Checkout the volume of N-balls [1]. As the number of dimensions in a "sphere" become higher the "volume" of the sphere becomes smaller when you compare it to a hypercube of the same dimensional count. This is another way to saying that as the number of dimensions increases the closer the "halfway" point of the volume of the N-ball gets to the edge of the N-ball.

Programming (and software engineering by extension) involves a lot of orthogonal issues. We can imagine this so be a really high dimensional space. My theory is that whenever you're in situation that can be represented by a high dimensional space you will learn a bit of knowledge and think you know something. Then you'll learn a bit more and discover there's more to learn. The more you learn the farther the horizon moves away. It will feel like you're getting worse. Just like finding out you live in a valley.

What's really happening though is that your increase in skill is allowing you to realize how small your world was all along. Keep learning and trying and you'll get better. It will however, take a while.

[1] - https://en.wikipedia.org/wiki/Volume_of_an_n-ball#Low_dimens...

8 comments

>We can imagine this so be a really high dimensional space. My theory is that whenever you're in situation that can be represented by a high dimensional space you will learn a bit of knowledge and think you know something. Then you'll learn a bit more and discover there's more to learn. The more you learn the farther the horizon moves away. It will feel like you're getting worse.

That is all true but I don't think the n-dimensions analogy applies to the particular essay the author wrote.

He didn't look back on his accumulation of learning and suddenly notice that it was smaller part of a larger knowledge space. (E.g., programmer stumbles across "monads" and suddenly he realizes that's just the tip of the iceberg in a never-ending horizon of category theory.)

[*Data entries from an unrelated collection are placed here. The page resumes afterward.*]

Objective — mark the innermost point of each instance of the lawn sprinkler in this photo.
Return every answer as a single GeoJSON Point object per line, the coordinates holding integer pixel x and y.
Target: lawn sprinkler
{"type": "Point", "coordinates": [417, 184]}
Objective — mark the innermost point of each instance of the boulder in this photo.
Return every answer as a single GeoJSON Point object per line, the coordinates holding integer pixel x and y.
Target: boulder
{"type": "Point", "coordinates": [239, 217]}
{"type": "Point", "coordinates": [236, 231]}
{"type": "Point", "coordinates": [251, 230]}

Instead, his essay is lamenting the all-too-common "joy vs drudgery" in projects. It's a similar sentiment that aspiring writers who don't finish their "great novel" have. He then grades himself on his lack of motivation (words like "lazy") to stay on top of programming tasks that are not pure intellectual fun. On his idiosyncratic standard of "programming competence", he wonders if he is a "worse programmer".

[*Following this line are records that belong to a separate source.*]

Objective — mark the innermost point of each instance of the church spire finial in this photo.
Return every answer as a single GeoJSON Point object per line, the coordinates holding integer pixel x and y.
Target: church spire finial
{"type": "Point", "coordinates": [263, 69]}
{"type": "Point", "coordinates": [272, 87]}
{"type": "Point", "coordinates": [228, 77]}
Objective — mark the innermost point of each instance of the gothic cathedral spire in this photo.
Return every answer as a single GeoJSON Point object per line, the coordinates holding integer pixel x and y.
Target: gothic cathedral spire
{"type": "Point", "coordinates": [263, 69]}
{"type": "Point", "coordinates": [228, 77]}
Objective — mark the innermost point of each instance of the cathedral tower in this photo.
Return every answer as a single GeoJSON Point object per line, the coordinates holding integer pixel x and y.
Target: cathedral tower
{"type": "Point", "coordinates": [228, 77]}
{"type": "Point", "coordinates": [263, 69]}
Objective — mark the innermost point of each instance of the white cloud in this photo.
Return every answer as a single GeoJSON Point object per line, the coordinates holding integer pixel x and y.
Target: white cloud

Of course, he can choose whatever "success metrics" he wishes to apply to his personal projects but some of us might think that staying on top of documentation (that nobody will read) or adding features to Lily (that a large population of programmers haven't adopted) can bring undue self-criticism.

If we are to plow ahead into boring unpleasant tasks, there usually has to be a compelling motivation -- e.g. we think the personal project is the basis of a great business startup... or the code is part of a PhD paper due next Friday, etc.

Maybe there's a simpler explanation: FOSS projects can easily turn into unpaid work, and devs tend to burn out.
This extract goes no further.